By Business editor Peter Ryan
European banks could be forced to sell as much as US$4.5 trillion in assets if the sovereign debt crisis escalates.
The International Monetary Fund says time is running out for European policy makers to implement a single supervisory system to firewall the already fragile banking sector.
According to the IMF's Global Financial Stability Report, the US$4.5 trillion asset contraction is up 18 percent on an earlier estimate in April of US$3.8 trillion in a "weak policies scenario".
A failure to introduce fiscal tightening or a single regulatory system for banks could impact 58 banks across the EU from small institutions to giants like Deutsche Bank.
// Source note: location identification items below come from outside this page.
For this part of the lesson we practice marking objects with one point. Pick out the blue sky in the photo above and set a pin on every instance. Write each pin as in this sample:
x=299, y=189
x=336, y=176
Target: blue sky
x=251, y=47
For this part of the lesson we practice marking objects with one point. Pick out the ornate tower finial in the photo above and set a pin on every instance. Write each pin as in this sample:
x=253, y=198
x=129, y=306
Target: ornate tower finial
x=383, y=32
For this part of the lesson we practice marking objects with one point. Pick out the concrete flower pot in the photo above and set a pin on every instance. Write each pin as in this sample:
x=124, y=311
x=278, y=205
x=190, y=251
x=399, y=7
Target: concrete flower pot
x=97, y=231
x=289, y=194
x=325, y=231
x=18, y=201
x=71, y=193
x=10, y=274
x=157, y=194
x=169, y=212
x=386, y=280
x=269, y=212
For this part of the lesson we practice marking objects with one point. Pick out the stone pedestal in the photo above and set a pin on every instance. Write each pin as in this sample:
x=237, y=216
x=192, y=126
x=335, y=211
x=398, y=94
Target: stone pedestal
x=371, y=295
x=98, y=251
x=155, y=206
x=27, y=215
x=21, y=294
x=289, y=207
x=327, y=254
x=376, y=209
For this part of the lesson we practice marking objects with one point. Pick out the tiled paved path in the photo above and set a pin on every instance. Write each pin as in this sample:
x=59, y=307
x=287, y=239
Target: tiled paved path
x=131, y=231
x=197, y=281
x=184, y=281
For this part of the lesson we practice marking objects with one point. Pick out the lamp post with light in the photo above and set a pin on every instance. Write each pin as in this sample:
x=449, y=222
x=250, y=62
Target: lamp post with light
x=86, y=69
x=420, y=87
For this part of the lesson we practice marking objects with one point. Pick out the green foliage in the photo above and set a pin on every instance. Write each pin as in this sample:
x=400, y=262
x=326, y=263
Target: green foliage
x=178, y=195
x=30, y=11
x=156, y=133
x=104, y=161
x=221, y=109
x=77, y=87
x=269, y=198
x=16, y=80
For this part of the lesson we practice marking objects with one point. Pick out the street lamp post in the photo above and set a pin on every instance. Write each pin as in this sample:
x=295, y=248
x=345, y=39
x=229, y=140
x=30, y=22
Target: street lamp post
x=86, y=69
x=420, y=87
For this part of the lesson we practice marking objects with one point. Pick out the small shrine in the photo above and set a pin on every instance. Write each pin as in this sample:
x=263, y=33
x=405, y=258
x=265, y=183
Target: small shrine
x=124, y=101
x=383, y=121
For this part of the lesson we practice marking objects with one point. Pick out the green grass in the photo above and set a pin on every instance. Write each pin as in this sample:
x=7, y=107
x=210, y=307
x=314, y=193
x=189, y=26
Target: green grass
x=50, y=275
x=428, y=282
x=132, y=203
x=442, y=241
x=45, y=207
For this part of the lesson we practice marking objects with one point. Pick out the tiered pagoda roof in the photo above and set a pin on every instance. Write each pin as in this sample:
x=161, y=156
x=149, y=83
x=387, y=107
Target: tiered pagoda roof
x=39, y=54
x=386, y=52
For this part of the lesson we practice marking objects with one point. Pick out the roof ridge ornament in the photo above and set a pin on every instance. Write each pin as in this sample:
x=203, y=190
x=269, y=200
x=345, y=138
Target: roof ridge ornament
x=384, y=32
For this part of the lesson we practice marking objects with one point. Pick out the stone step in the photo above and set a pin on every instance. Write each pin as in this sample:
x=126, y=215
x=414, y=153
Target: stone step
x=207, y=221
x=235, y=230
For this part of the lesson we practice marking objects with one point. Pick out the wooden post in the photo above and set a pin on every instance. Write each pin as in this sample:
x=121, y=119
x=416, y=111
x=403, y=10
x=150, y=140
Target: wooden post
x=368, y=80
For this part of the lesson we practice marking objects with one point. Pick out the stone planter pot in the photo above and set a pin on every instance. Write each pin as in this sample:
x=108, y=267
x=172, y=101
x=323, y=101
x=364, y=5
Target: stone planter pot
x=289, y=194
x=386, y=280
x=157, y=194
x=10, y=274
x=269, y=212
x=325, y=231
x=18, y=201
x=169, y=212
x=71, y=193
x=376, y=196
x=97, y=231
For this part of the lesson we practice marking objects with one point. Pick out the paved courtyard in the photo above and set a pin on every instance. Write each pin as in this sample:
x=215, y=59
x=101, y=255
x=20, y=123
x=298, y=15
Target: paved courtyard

Even without a worst case scenario - a fracturing of the Eurozone that could see the redomination of currencies - the IMF is predicting a reduction of bank assets of US$2.8 trillion as long as governments follow up on their current committments.
The IMF has estimated that in the year to June, European banks deleveraged by more than US$600 billion.
The IMF's financial counsellor and director Jose Vinals warns the forces of financial and economic fragmentation have widened.
|Jose Vinals, IMF Financial Counsellor & Director|
"The stakes are high. Confidence is still very fragile and risks have increased when compared to the last report in April," Mr Vinals said.
"Actions taken by the European Central Bank have helped remove investors' worst fears. But these policies will need to be further built upon at both the national and euro area level."
The IMF's warning comes just a day saying the risk of a serious global slowdown was "alarmingly high".
While emerging markets have weathered the fallout from Europe so far, the IMF warned that many countries in eastern Europe were vulnerable.
The IMF says emerging Asia nations also need to be on guard to avoid any European spillover.